$ \int \frac{1}{(x-a)(x+b)} dx $ Could you please explain how to integrate this integral:
$$   \int \frac{1}{(x-a)(x+b)} dx   $$
 A: Since the equation in the integral is a rational polynomial, we can simplify it or look for its partial fraction equivalent,
$$\frac{1}{(x-a)(x+b)} = \frac{A}{x-a} + \frac{B}{x+b}$$
Multiplying $(x-a)(x+b)$ to both sides, we get
$$1 = A(x+b) + B(x-a)$$
$$1 = Ax + Ab + Bx - Ba$$
$$1 = x(A+B) +(Ab-Ba)$$
From the following, we acquire the following linear equations, basically make them equal to the left hand side with the same degree. e.g. $Ab-Ba$ is of degree 0, there is a 1 on the other side with degree 0.
$$A+B = 0$$
$$Ab-Ba = 1$$
You can solve it via matrix, or just "normal algebra",
When you acquire A, and B, plug it in and solve for
$$\int \frac{A}{x-a} + \frac{B}{x+b} dx$$
$$=A\ln(x-a) + B\ln(x+b)$$
A: Hint:
Try to find values for $A$ and $B$ such that:
$$\frac{1}{(x-a)(x+b)}=\frac{A}{x-a}+\frac{B}{x+b}$$
When you have rewritten the fraction, it will be easier to integrate.
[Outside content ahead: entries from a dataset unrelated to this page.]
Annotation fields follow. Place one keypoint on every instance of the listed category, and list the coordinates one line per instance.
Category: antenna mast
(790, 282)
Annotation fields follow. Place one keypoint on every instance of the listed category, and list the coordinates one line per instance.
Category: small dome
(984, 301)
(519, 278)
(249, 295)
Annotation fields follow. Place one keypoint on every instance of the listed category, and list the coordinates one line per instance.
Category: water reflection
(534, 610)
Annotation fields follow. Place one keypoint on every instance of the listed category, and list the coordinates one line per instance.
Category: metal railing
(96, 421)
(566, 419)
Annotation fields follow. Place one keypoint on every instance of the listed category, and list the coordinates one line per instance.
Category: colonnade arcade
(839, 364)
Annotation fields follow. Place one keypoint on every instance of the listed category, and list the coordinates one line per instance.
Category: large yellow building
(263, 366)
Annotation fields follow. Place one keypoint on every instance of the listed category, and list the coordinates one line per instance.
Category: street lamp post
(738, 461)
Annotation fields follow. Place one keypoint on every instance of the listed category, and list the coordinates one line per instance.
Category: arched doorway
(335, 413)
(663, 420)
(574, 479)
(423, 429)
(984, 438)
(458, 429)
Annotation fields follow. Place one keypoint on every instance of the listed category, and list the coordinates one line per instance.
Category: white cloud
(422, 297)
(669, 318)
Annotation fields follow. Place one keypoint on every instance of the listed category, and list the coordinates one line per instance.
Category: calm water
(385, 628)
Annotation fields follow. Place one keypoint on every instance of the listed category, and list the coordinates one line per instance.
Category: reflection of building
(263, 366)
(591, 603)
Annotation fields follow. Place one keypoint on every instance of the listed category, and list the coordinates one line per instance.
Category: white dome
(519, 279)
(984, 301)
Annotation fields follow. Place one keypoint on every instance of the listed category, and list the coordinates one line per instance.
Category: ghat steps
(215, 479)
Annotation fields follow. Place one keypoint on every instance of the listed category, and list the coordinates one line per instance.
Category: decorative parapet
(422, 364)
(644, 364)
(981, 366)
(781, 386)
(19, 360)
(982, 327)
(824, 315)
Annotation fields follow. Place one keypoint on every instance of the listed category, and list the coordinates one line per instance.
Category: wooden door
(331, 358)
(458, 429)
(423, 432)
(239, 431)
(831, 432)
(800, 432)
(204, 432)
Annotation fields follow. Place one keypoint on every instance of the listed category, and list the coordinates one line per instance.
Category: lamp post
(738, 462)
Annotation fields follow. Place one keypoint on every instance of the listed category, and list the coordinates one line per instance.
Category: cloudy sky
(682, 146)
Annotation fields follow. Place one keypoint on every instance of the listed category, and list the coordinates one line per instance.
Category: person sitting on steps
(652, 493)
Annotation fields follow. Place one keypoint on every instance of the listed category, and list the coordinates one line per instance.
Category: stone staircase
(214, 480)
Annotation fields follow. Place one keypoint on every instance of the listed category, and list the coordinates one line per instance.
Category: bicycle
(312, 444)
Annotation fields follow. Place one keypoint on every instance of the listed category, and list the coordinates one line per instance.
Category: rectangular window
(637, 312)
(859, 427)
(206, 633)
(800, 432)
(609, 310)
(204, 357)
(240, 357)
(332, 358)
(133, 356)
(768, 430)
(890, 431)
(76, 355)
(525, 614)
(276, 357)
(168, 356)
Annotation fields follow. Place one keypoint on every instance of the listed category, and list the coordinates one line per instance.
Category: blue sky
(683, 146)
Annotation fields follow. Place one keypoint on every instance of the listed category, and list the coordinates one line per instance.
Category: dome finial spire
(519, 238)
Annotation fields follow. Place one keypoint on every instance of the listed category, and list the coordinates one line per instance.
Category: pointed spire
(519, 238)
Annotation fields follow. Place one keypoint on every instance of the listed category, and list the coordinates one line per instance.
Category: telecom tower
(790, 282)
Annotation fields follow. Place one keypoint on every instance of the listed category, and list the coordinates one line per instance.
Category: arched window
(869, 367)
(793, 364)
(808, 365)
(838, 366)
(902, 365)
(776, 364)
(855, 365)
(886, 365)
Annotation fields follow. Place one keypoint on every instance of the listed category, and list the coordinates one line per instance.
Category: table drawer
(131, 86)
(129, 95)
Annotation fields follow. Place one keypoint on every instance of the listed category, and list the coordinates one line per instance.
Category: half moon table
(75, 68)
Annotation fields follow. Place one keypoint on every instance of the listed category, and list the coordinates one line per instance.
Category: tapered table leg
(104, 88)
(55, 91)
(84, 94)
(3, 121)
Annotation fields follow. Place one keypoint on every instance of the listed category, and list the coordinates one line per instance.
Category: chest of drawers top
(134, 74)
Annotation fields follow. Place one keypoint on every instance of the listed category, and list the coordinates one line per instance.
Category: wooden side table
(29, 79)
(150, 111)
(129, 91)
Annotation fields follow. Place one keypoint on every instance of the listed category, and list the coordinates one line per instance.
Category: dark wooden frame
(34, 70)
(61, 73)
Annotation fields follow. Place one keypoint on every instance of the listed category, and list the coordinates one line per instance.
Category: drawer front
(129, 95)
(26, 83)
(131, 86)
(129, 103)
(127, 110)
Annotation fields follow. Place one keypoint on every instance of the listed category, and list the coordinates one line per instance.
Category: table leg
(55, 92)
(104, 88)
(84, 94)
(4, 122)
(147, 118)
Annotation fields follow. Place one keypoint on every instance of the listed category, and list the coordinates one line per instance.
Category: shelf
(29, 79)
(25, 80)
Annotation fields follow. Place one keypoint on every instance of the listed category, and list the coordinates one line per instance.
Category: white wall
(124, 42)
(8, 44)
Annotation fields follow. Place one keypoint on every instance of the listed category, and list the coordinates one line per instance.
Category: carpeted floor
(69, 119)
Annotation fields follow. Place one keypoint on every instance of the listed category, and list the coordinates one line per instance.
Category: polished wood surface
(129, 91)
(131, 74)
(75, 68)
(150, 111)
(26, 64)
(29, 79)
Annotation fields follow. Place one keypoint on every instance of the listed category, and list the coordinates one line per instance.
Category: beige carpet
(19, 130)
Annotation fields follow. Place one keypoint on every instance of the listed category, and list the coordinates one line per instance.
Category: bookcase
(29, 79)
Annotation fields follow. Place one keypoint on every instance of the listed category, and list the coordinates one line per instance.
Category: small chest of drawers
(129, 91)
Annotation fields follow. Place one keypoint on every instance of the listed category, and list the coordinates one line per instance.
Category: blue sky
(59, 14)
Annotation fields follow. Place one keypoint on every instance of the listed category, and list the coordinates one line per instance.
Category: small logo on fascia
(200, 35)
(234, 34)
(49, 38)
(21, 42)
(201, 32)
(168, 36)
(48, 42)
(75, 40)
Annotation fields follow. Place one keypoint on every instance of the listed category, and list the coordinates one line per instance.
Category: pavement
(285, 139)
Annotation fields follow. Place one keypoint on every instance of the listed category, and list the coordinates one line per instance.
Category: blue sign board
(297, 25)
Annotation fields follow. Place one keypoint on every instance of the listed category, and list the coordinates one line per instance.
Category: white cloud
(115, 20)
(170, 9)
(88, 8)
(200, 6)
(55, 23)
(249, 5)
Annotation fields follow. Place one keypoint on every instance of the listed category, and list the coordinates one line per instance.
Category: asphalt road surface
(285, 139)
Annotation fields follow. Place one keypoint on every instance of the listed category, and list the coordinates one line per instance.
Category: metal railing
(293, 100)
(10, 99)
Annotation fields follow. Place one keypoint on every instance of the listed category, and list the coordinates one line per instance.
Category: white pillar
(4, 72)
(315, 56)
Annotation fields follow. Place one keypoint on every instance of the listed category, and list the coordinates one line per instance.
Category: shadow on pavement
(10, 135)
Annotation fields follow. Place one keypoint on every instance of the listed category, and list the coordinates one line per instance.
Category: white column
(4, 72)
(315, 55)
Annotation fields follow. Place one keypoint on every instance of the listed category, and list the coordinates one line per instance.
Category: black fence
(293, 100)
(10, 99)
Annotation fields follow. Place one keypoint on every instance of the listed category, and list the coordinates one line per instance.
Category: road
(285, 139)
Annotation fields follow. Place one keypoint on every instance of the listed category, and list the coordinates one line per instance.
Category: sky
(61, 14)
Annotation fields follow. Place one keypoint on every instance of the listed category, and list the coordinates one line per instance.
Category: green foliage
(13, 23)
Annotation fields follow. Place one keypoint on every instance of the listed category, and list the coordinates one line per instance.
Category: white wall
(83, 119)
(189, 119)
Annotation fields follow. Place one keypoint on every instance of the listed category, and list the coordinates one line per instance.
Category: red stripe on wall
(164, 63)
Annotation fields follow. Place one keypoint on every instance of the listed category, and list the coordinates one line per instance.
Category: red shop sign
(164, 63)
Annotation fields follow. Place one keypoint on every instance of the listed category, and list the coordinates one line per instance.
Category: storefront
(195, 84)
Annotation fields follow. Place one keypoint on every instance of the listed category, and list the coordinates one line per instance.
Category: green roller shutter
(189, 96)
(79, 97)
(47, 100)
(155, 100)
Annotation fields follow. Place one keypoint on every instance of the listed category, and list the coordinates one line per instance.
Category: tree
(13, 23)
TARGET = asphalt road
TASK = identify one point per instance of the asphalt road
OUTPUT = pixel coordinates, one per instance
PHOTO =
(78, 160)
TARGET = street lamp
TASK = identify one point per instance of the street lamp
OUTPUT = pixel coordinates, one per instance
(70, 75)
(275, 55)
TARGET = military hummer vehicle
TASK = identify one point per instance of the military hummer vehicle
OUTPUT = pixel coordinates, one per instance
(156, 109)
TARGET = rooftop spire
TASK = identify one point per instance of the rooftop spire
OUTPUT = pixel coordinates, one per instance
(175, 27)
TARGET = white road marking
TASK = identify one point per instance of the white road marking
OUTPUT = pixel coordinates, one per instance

This process is known as partial fraction decomposition.
A: $$\int\frac1{(x-a)(x+b)}dx$$
Use partial fractions
$$\int\frac1{x(a+b)-a(a+b)}+\frac1{-x(a+b)-b(a+b)}dx$$
Integrate the sum by term
$$\int\frac1{x(a+b)-a(a+b)}dx+\int\frac1{-x(a+b)-b(a+b)}dx$$
Substitute $u=-x(a+b)-b(a+b)$ and $du=(-a-b)dx$
$$\int\frac1{x(a+b)-a(a+b)}dx +  \frac1{-a-b}\int\frac1u du$$
Since $\int\frac1u du=\log u$
$$\int\frac1{x(a+b)-a(a+b)}dx +  \frac{\log u}{-a-b}$$
Substitute $s=x(a+b)-a(a+b)$ and $ds=(a+b)dx$
$$\frac1{a+b}\int\frac1sds +  \frac{\log u}{-a-b}$$
Since $\int\frac1s ds=\log s$
$$\frac{\log s}{a+b} +  \frac{\log u}{-a-b}+C$$
Substitute back for $s$ and $u$
$$\frac{\log ((a+b)(x-a))}{a+b} +  \frac{\log (-(a+b)(b+x))}{-a-b}+C$$
This is equivalent to
$$\frac{\log(x-a)-\log(b+x)}{a+b}$$
Assuming $x-a>0$ and $b+x>0$ this is the same as
$$\frac{\log\frac{x-a}{b+x}}{a+b}$$
A: Just a quick note. 
$$f(x)=\frac{1}{(x-a)(x+b)}=\frac{A}{x-a}+\frac{B}{x+b}$$
where
$$A={\rm Res}(f,\ a)=\frac{1}{a+b}, \ B={\rm Res}(f, -b)=\frac{1}{-a-b}$$
A: Since there is linear factor in denominator, 
$$\int \frac{1}{(x-a)(x+b)} dx=\int \frac{1}{(x-a)(a+b)}+\frac{1}{(-b-a)(x+b)} dx$$
Factor out $\frac{1}{a+b}$,
$$=\frac{1}{a+b}\int \frac{1}{x-a}-\frac{1}{x+b} dx$$
The anti-derivatives of $\ln{(x+k)}$ is $\frac{1}{x+k}$
$$=\frac{1}{a+b}\bigg[\ln{(x-a)}-\ln{(x+b)}\bigg]+C$$
Simplify them will give you,
$$=\frac{1}{a+b}\ln{\frac{x-a}{x+b}}+C$$